Раз в неделю по пятницам Екатерина Писарева, главный редактор книжного сервиса MyBook, включающего 260 тысяч изданий и 50 тысяч аудиокниг, будет со знанием дела рассказывать не просто о самых любопытных новинках 2020 года, но и выбирать те из них, которые можно прочитать быстро и с удовольствием.
Екатерина Писарева
Есть ли что-нибудь более бездонное, чем человеческая память? Незыблемое и эфемерное, искаженное и точное? Психологи говорят, что забвение наступает тогда, когда вы не связываете события с какими-то ощущениями или ассоциациями. Писательница Алла Горбунова постулирует своими текстами, что все, что ты помнишь, важно — из любой детали, мимолетного чувства, эмоции может вырасти и развернуться в пространстве рассказ. Легкий, как росчерк пера, метафоричный, как поэтическое признание, парадоксальный, как нежность к собственному убийце.
В предисловии к сборнику «Конец света, моя любовь» писатель Дмитрий Данилов называет автора «доброжелательным ангелом», акцентируя внимание на удивительной, беспрецедентной интонации. Это правда так — даже когда Горбунова говорит о жестоких, страшных, болезненных вещах, ее авторский голос звучит сокровенно, без горькой иронии, осуждения и фальши.

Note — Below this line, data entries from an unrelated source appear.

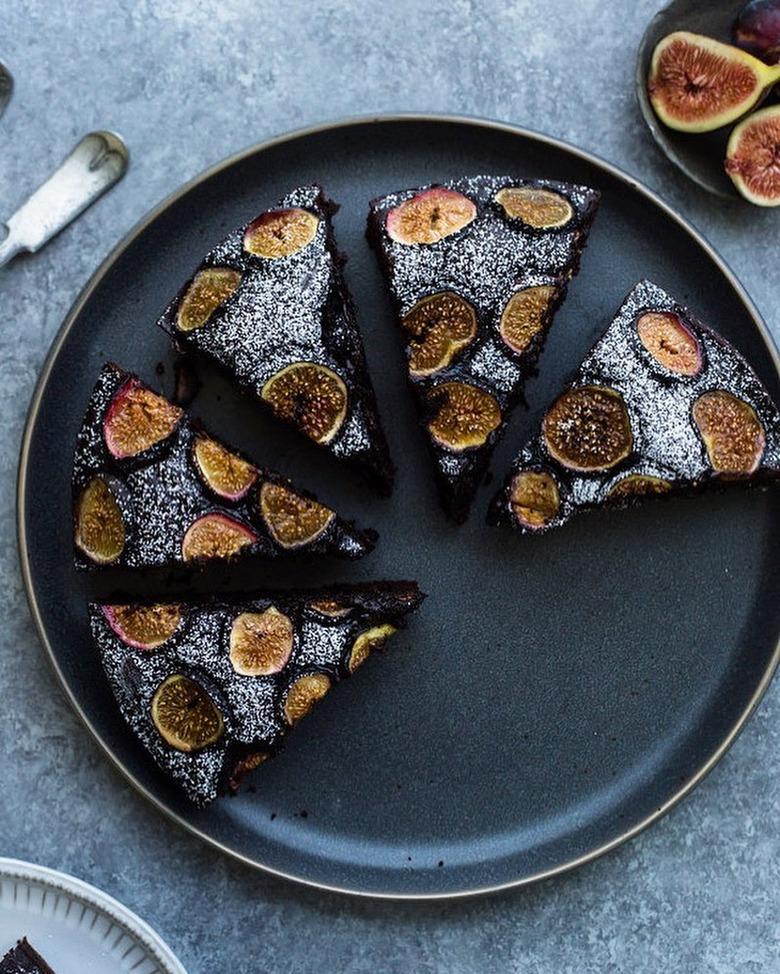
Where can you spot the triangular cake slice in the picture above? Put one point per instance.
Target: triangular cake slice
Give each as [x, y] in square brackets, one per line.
[476, 269]
[212, 689]
[24, 959]
[270, 306]
[660, 404]
[152, 488]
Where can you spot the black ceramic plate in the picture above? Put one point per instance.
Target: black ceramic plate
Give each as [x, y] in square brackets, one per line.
[555, 694]
[699, 156]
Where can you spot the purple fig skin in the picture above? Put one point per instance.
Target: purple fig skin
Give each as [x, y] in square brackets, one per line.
[757, 30]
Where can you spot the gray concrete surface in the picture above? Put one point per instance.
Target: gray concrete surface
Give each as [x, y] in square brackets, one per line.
[188, 82]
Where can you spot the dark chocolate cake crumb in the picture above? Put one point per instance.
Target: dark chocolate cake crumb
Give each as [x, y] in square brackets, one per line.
[161, 492]
[486, 262]
[290, 310]
[668, 453]
[325, 627]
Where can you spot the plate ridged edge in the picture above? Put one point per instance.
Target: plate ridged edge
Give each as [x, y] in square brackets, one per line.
[90, 897]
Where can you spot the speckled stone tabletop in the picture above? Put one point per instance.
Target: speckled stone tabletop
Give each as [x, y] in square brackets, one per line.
[188, 82]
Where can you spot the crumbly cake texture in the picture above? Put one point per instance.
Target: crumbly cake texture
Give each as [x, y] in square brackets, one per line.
[486, 262]
[325, 626]
[24, 959]
[160, 493]
[289, 310]
[666, 442]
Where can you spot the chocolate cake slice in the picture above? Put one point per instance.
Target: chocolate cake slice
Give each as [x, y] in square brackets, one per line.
[24, 959]
[212, 689]
[476, 269]
[661, 404]
[152, 488]
[270, 305]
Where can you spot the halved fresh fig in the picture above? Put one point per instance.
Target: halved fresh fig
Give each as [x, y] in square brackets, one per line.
[136, 419]
[144, 626]
[440, 326]
[670, 342]
[757, 30]
[280, 233]
[542, 209]
[303, 694]
[697, 84]
[732, 433]
[524, 315]
[588, 429]
[242, 768]
[210, 288]
[534, 498]
[753, 157]
[465, 416]
[100, 527]
[366, 643]
[293, 520]
[639, 485]
[223, 472]
[311, 397]
[430, 216]
[216, 536]
[261, 642]
[185, 715]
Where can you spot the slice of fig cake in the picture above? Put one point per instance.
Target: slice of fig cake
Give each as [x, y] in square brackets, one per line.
[152, 488]
[269, 304]
[212, 689]
[476, 269]
[660, 404]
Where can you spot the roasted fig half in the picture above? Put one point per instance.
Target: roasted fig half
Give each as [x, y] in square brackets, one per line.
[331, 608]
[439, 326]
[757, 30]
[136, 419]
[185, 715]
[99, 525]
[588, 429]
[525, 315]
[226, 474]
[366, 643]
[753, 157]
[311, 397]
[465, 415]
[293, 521]
[215, 536]
[638, 485]
[303, 694]
[697, 84]
[539, 208]
[732, 433]
[209, 290]
[534, 498]
[430, 216]
[261, 642]
[670, 342]
[144, 626]
[280, 233]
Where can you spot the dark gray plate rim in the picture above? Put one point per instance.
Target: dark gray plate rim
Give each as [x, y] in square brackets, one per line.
[73, 316]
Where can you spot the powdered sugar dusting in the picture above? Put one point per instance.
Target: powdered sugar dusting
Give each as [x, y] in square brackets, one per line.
[667, 443]
[162, 493]
[485, 263]
[252, 707]
[288, 310]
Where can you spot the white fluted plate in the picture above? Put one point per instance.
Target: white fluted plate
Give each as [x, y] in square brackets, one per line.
[74, 926]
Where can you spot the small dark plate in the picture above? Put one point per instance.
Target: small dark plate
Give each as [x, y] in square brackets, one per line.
[555, 695]
[700, 157]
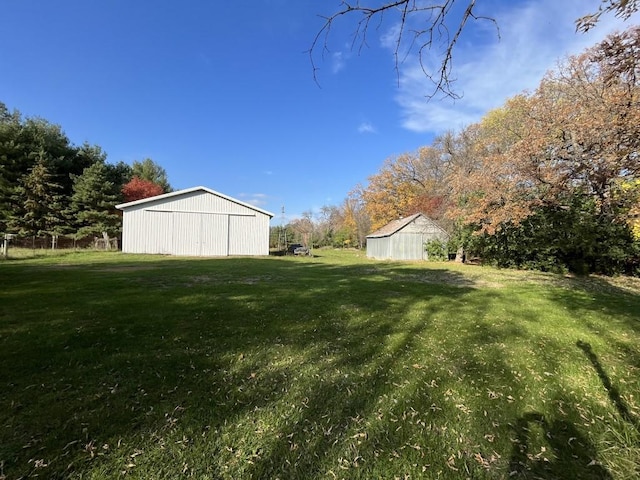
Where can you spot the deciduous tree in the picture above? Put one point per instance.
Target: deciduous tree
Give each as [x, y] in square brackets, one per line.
[137, 189]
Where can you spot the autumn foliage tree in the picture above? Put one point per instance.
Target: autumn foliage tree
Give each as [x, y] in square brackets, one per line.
[552, 175]
[549, 180]
[138, 188]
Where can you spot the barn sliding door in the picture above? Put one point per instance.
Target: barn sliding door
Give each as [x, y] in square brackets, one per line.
[197, 234]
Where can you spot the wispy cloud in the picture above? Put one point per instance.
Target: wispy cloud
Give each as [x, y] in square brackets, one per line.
[366, 127]
[534, 36]
[255, 199]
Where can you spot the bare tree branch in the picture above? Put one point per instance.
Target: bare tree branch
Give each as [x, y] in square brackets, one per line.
[621, 8]
[422, 27]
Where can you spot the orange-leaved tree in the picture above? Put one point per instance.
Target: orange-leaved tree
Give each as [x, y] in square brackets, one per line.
[137, 189]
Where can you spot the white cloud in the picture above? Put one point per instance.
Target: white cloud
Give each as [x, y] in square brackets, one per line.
[534, 36]
[255, 199]
[366, 127]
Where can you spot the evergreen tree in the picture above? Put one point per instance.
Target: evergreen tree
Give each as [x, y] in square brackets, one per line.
[93, 203]
[38, 202]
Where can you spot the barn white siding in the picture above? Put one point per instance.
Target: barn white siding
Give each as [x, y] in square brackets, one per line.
[194, 222]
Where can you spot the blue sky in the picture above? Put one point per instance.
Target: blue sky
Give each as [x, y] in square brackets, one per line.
[222, 94]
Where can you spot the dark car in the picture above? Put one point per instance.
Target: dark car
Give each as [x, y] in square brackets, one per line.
[297, 249]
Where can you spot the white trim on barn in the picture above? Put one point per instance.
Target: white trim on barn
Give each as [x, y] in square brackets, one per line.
[196, 221]
[404, 239]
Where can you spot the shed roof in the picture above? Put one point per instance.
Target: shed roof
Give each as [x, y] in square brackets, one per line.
[394, 226]
[177, 193]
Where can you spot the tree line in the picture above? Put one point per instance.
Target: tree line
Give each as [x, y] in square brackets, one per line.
[50, 187]
[550, 180]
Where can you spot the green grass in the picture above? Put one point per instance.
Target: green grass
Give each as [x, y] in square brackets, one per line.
[336, 366]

Впервые я познакомилась с прозой Аллы, когда прочла дебютный сборник рассказов — «Вещи и ущи», выпущенный издательством «Лимбус-Пресс» в 2017 году. До этого я знала ее как поэтессу из Петербурга, чьи стихи об опыте бытия были неоднократно отмечены вниманием критиков и вошли в шорт-лист премии Андрея Белого (в 2019 году Горбунова станет ее лауреатом). Как-то мы разговаривали с ней для портала «Гефтер», и она сказала, что ее проза как будто произрастает из ситуации утраты слов, утраты больших рассказов, в ней есть что-то первобытное, для выживания. Нынешний сборник выглядит как его логическое продолжение — хотя прямого наследия здесь нет.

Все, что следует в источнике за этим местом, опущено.